I slide the key into the ignition and throw my leg over her, my body finding the curve of the seat. With the stand still down and one foot on the peg, I hit the ignition. She roars to life, the throb of the engine a beautiful sound. I sit for a moment like that, one foot still on the ground, examining, remembering her dials and display. I hop off again, walk over and pick up my old riding jacket, and my beautiful, brand new helmet, while she throbs, waiting for me.

Standing by her side I slip my helmet on, it’s a dream of a helmet, so much better than the bottom of the range one I had previously. It is also a present, along with getting the bike back on the road. It fits so snugly to my face, I slide the internal tinted visor into place and I think it is the most perfect helmet I could ever ask for. Shrugging into my jacket, hoping there is no nasty spider surprises in it after years of shed storage, I’m ready to go.

I slide into the seat and flip the clear visor down till it clicks. My hands are tight on the grips, I breath out, relax my hold. Kicking the gears into first, I ease down the drive way, letting my instinct take control. My eyes are up searching out the direction I want to go in and I’m moving. My street is a short cul-de-sac, and I’m at the first intersection before I’m even settled. My left hand is rusty as it searches for the blinker switch, and I need to look down to find it.

I make the right hand turn that will take me out towards the main road and for the first time in years, I twist the throttle. The old familiar joy is instant in that moment, my body tenses as I kick it up to second and then third, riding far too fast for this surburban street, but unable to contain the pure joy the wells up inside of me as I feel her spring forward.

I have no real plan, no idea where I’m going, but I turn out onto the motorway, where I can bring her up to speed. I feel the wind buffeting me, touching my skin even through my jeans. The feeling is indescribable, cool, but warm at the same time. I head out towards the M1 and turn north, relearning the feel of being one with the bike. I cruise on the highway for a while, the feeling of freedom and the open road, reminding me of the girl, a long time ago who dared to dream. So much has changed since I first dreamed of taking on the open road, and yet this part of me is still bright, luminescent, even in this moment, a free spirit still burning inside the grown up version of me.

I miss the exit I was thinking of, but I don’t really care, I keep riding and head off on the next, realising as I do that actually fate has given me the perfect road to reconnect. It’s funny how, once you are on the right path, life suddenly stops being a struggle and just what you need appears in your path. I feel this today as I ride, fate pushing me up one exit to the perfect backroad. Twisting and turning, the road surface has just been redone for most of the road and it is smooth and flawless, the corners beautiful opportunities to lean the bike into them, trusting the tires, the road and myself to slide smoothly around each bend.

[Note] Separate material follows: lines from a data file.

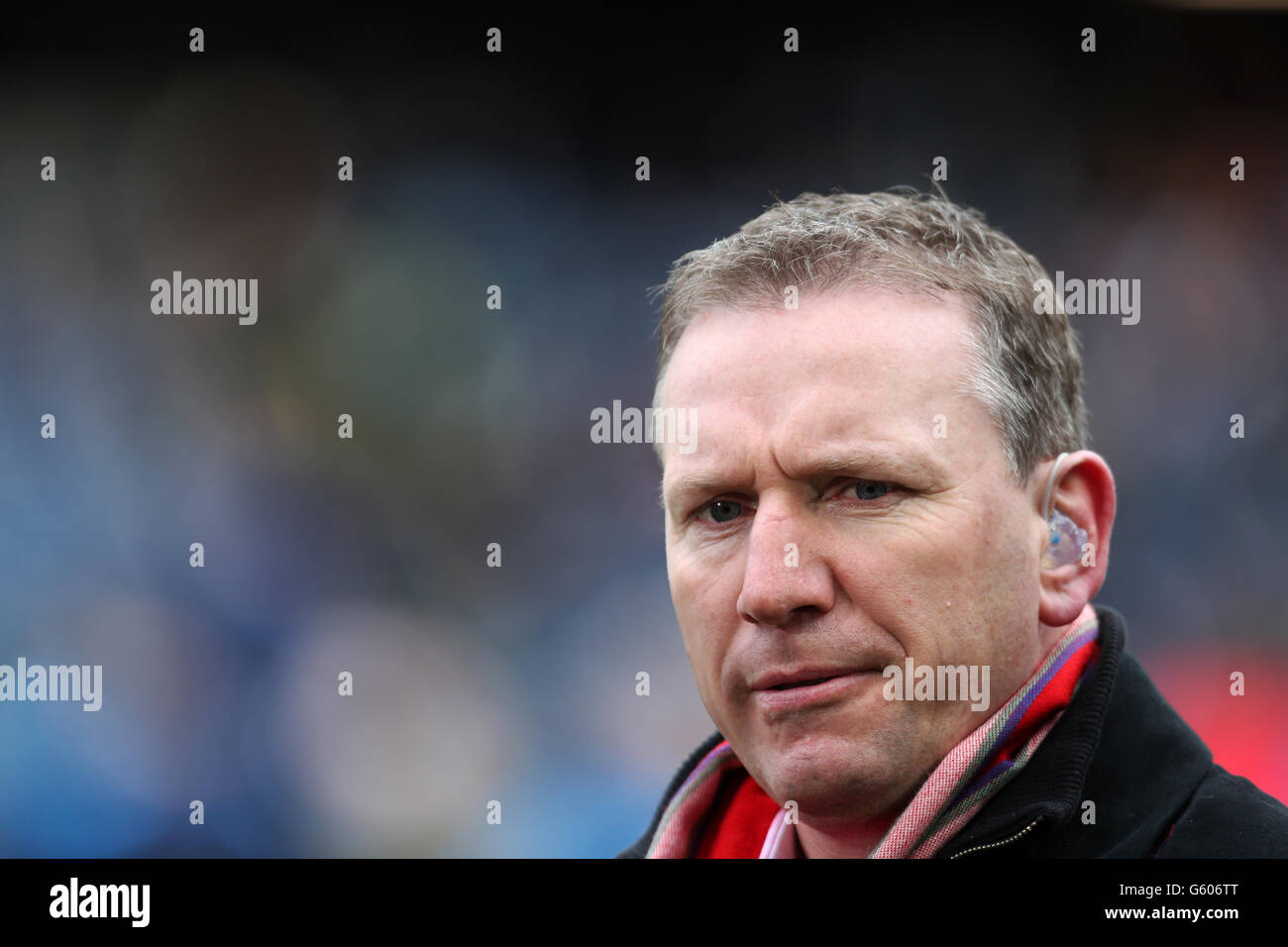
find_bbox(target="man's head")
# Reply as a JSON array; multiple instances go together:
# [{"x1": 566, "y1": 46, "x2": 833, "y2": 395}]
[{"x1": 654, "y1": 193, "x2": 1115, "y2": 823}]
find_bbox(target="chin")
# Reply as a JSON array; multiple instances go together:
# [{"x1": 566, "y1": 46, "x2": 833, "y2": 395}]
[{"x1": 744, "y1": 733, "x2": 898, "y2": 815}]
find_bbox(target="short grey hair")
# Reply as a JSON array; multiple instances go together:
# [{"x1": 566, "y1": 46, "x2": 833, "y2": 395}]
[{"x1": 652, "y1": 188, "x2": 1090, "y2": 485}]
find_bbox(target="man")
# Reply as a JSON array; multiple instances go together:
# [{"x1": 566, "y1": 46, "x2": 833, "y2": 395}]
[{"x1": 618, "y1": 193, "x2": 1288, "y2": 858}]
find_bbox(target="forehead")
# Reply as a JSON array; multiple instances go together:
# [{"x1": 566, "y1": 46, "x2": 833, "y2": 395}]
[{"x1": 660, "y1": 291, "x2": 983, "y2": 489}]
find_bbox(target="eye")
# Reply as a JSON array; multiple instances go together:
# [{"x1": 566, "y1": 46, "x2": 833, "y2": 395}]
[
  {"x1": 841, "y1": 480, "x2": 894, "y2": 500},
  {"x1": 697, "y1": 500, "x2": 742, "y2": 526}
]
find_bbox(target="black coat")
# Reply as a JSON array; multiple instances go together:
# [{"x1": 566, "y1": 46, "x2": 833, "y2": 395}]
[{"x1": 617, "y1": 605, "x2": 1288, "y2": 858}]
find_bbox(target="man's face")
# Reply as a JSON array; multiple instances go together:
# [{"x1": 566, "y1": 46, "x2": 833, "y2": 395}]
[{"x1": 661, "y1": 291, "x2": 1048, "y2": 818}]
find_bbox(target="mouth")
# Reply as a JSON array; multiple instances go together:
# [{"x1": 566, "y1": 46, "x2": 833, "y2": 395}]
[
  {"x1": 755, "y1": 669, "x2": 881, "y2": 715},
  {"x1": 765, "y1": 674, "x2": 844, "y2": 690}
]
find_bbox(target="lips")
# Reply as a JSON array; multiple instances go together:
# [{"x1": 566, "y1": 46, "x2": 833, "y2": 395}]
[
  {"x1": 769, "y1": 674, "x2": 838, "y2": 690},
  {"x1": 751, "y1": 668, "x2": 859, "y2": 690}
]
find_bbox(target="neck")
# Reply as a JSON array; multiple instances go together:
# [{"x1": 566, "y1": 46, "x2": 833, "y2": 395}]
[{"x1": 796, "y1": 809, "x2": 899, "y2": 858}]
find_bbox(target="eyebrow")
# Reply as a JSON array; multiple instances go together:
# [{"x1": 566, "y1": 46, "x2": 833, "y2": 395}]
[{"x1": 658, "y1": 447, "x2": 944, "y2": 510}]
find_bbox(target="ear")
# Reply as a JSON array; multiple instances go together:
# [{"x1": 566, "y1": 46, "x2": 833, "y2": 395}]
[{"x1": 1033, "y1": 451, "x2": 1118, "y2": 627}]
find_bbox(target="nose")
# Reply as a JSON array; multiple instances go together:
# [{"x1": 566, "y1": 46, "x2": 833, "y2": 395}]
[{"x1": 738, "y1": 494, "x2": 833, "y2": 626}]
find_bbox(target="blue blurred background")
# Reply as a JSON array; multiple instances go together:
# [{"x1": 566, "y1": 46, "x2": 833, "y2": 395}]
[{"x1": 0, "y1": 8, "x2": 1288, "y2": 857}]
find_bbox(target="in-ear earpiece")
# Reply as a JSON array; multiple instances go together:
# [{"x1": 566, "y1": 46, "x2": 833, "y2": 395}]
[{"x1": 1042, "y1": 453, "x2": 1087, "y2": 570}]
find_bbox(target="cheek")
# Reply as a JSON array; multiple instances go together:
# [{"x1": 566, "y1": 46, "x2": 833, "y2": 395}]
[
  {"x1": 667, "y1": 557, "x2": 738, "y2": 680},
  {"x1": 838, "y1": 504, "x2": 1025, "y2": 663}
]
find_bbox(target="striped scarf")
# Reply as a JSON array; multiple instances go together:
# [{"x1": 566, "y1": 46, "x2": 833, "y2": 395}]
[{"x1": 645, "y1": 603, "x2": 1100, "y2": 858}]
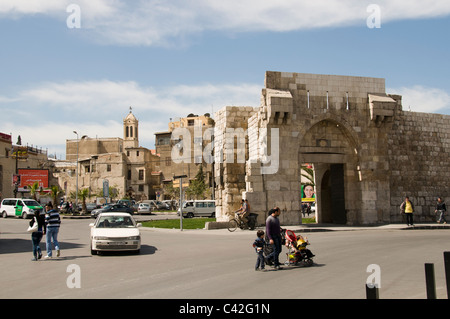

I feel my confidence flowing back as I ride, I hadn’t even recognised how much confidence I had lost. I head back down south, a loop that takes me past the beaches and a host of memories. It’s funny how I can drive past these places every day in my car without opening the pandora box, but the act of being on my bike seems to short circuit the locking mechanism in my mind, and old memories come tumbling out. But for the first time, I’m able to look at them and be okay. It’s like I’ve crossed an invisible line today.

I cruise home and I know that this is just the start of regaining the freedom of the ride. I’ve broken the heartbreak spell, and the joy of the ride is no longer something I want to hide from. I’m ready to feel the power and joy riding brings me. I’ve taken it back, as mine.